1. Lack of Regulation Facilitates Black Market Activity

Probably the biggest drawback and regulatory concern around cryptocurrency is its ability to facilitate illicit activity. Many grey and black market online transactions are denominated in Bitcoin and other cryptocurrencies. For instance, the infamous “dark web” marketplace Silk Road used Bitcoin to facilitate illegal drug purchases and other illicit activities before being shut down in 2014. Cryptocurrencies are also increasingly popular tools for money laundering funnelling illicitly obtained money through a “clean” intermediary to conceal its source.

The same strengths that make cryptocurrencies difficult for governments to seize and track allow criminals to operate with relative ease though, it should be noted, the founder of Silk Road is now behind bars, thanks to a years-long DEA investigation.


  1. Potential for Tax Evasion in Some Jurisdictions

Since cryptocurrencies aren’t regulated by national governments and usually exist outside their direct control, they naturally attract tax evaders. Many small employers pay employees in bitcoin and other cryptocurrencies to avoid liability for payroll taxes and help their workers avoid income tax liability, while online sellers often accept cryptocurrencies to avoid sales and income tax liability.

According to the IRS, the U.S. government applies the same taxation guidelines to all cryptocurrency payments by and to U.S. persons and businesses. However, many countries don’t have such policies in place. And the inherent anonymity of cryptocurrency makes some tax law violations, particularly those involving pseudonymous online sellers (as opposed to an employer who puts an employee’s real name on a W-Z indicating their bitcoin earnings for the tax year), difficult to track.

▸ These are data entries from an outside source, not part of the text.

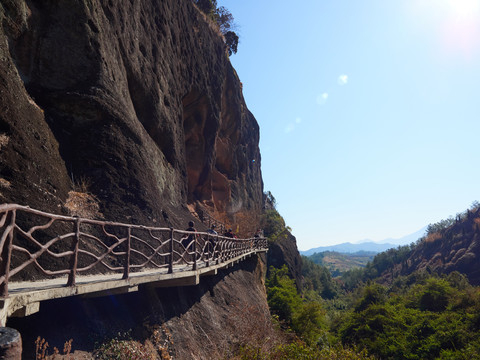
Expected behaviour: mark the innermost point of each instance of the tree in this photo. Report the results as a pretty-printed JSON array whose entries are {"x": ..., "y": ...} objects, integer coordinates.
[
  {"x": 231, "y": 40},
  {"x": 207, "y": 6}
]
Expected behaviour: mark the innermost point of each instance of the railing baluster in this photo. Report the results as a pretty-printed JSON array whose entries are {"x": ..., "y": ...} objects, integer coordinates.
[
  {"x": 74, "y": 259},
  {"x": 126, "y": 271},
  {"x": 6, "y": 254},
  {"x": 170, "y": 265}
]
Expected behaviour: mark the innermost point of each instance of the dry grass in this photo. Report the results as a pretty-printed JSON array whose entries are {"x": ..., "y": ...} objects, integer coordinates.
[
  {"x": 41, "y": 350},
  {"x": 82, "y": 203},
  {"x": 4, "y": 139},
  {"x": 433, "y": 237},
  {"x": 5, "y": 184},
  {"x": 156, "y": 347}
]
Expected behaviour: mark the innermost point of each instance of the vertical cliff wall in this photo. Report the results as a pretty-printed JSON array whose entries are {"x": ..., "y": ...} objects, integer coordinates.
[
  {"x": 136, "y": 102},
  {"x": 136, "y": 99}
]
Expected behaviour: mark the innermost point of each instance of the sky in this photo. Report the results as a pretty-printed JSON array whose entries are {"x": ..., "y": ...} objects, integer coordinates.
[{"x": 368, "y": 111}]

  1. Potential for Financial Loss Due to Data Loss

Early cryptocurrency proponents believed that, if properly secured, digital alternative currencies promised to support a decisive shift away from physical cash, which they viewed as imperfect and inherently risky. Assuming a virtually uncrackable source code, impenetrable authentication protocols (keys) and adequate hacking defences (which Mt. Gox lacked), it’s safer to store money in the cloud or even a physical data storage device than in a back pocket or purse.

However, this assumes that cryptocurrency users take proper precautions to avoid data loss. For instance, users who store their private keys on single physical storage devices suffer irreversible financial harm when the device is lost or stolen. Even users who store their data with a single cloud service can face loss if the server is physically damaged or disconnected from the global Internet (a possibility for servers located in countries with tight Internet controls, such as China).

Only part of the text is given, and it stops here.